The saturable component of transmural calcium transport in rat duodenum is transcellular, dependent on vitamin D, and can be evaluated by in situ gut loops or everted sacs. Vitamin D action at the molecular level can be studied by analyzing the response in terms of calcium-binding protein (CaBP; Mr congruent to 9000) biosynthesis to exogenous 1,25-dihydroxyvitamin D3 (1,25-(OH)2-D3). In vitamin D-replete animals, the CaBP response occurs within 1 h of intraperitoneal injection when the animals have been fed a high-calcium diet (III), but in 7 h if the animals have been fed a low-calcium diet(I). The latter response appears to be transcriptional, whereas the former seems posttranscriptional. In vitamin D-deficient animals, exogenous 1,25-(OH)2-D3 evokes a CaBP response that occurs 7-8 h after treatment and is transcriptional in nature. Calcium uptake by isolated duodenal cells can be stimulated by prior in vivo treatment with 1,25-(OH)2-D3. Peak response times parallel those found with CaBP biosynthesis, i.e., 3 h in cells from vitamin D-replete animals fed diet III, 7 h in cells from vitamin D-replete animals fed diet I, and 12 h in cells from vitamin D-deficient animal.
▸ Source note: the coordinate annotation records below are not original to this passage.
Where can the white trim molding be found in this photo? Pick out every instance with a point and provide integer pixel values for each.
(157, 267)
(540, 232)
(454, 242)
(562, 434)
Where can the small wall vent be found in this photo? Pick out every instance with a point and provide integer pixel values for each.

Cycloheximide treatment appears to inhibit these responses. Moreover, everted sacs from vitamin D-replete animals fed diets III and I show an early and a delayed transport response, respectively. Studies with brush border membrane vesicles prepared from rat duodenum have shown calcium uptake to be vitamin D-dependent. Part of this uptake involves binding to the inner aspect of the membrane and may involve a high-affinity CaBP. Thus a major component of the action of vitamin D in stimulating calcium transport appears to involve protein synthesis. The time and molecular nature of these responses depend on the calcium intake and vitamin D status of the animals. A model of calcium movement through the intestinal cell is included.